ARGHHH MATEY’S. We’re at Pirate Cove! On DeCourcy Island, about 15 miles SE of Nanaimo on Vancouver Island.
It’s a lovely spot. Here’s a few pictures to describe it.
The Great Bread Caper
We had a great couple days catching up with John and Lisa – formerly of Orcinius, that they still own – but now in the PNW of the M/V Figaro. They are heading up to Juneau, Alaska and our paths crossed for one night at Telegraph Harbor, Thetis Island. How great to see them, except…well, see below for more on that!
So about that Bread Caper. Well sneaky buggers that John and Lisa are, they finally “aced” us with the infamous “forever” bread. When we were in Hawaii last year provisioning for the final three week leg back to the US, Lisa convinced Ann to buy some bread that was supposed to stay “fresh” for months. OK, we bought two loaves. Three days into the trip, John posted an urgent message via email to say it was the worst bread he had ever tasted and not to open it. We didn’t. But…we saved it and hid our two loaves in their house after we got back and were on our way back to the Bay Area. Sort of a “back-atcha” for Lisa recommending it. In the last year, those loaves have been hidden and re-hidden back and forth several times as our paths have crossed. Sometimes to be found in a suitcase, sometimes left in the top shelf of a pantry, etc, etc.
Well, they finally topped us and “got” us. Having stashed both loaves in Lisa’s backpack at their house months ago on our way up to Port Townsend, Ann and I completely forgot about them. John and Lisa had not. We cheerfully helped them leave the dock in the morning on their way north. An hour later we sauntered out of Charisma to loose our lines for our 10 mile jaunt to the next little anchorage. As Ann went to unclear the bow-line, she got a panicked look on her face. I heard a; “Bob, quick come here there’s a problem, the line’s caught on something!” I went up to check it out and sure enough the end of the bow line was straight down in the water and seemed jammed. I was able to pull on it though and pretty quickly realized “something” was tied to the end of the line. Oh crap! It was the bread!! Weighted down in a grocery bag with a huge rock! Rats! They got us. And the bread is so water logged it can’t be saved.

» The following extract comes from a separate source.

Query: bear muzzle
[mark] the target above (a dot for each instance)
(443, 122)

Oh well, the end of a year long adventure. We’ll have to figure out a new one. In the mean time it’s John and Lisa 4, Ann and Bob 3.
Still In Clam Bay
Yup, just chillin’.
It’s nice here and John and Lisa (of sailing vessel Orcinius and on this trip, their new motor vessel, Figaro) are going to be in the area tomorrow on their way north, so we’re hanging here. Tomorrow we will go around to the other side of this small island and meet them in Telegraph Harbor (still Thetis Island). As John put it; “There’s a pub there!” Then they are moving on a mission to get up to Alaska in the next couple weeks, whereas our mission for now is…very slow, so we can see all the sights. After tomorrow we’ll go to Pirate Cove the next island north of here (DeCourcy Island) and spend a day or two hiking. And so on.
So, without further delay, here’s todays EagleCam!
We had an amazing event that happened too fast to get on camera. While we were eating lunch in the cockpit we heard a loud; “Whoooosh” almost overhead. Jumping up we just caught two mature Bald Eagles locked in what looked to be a death grip, talon to talon and spinning down toward the water. I thought for sure they were going to splash, but at the last possible second they let go and swooped away, talons just skimming the surface. I don’t know if it was an argument over a piece of food – we didn’t see anything hit the water – or an aggression display, but it was breathtaking. So that’s why we’re taking our time. So much to see.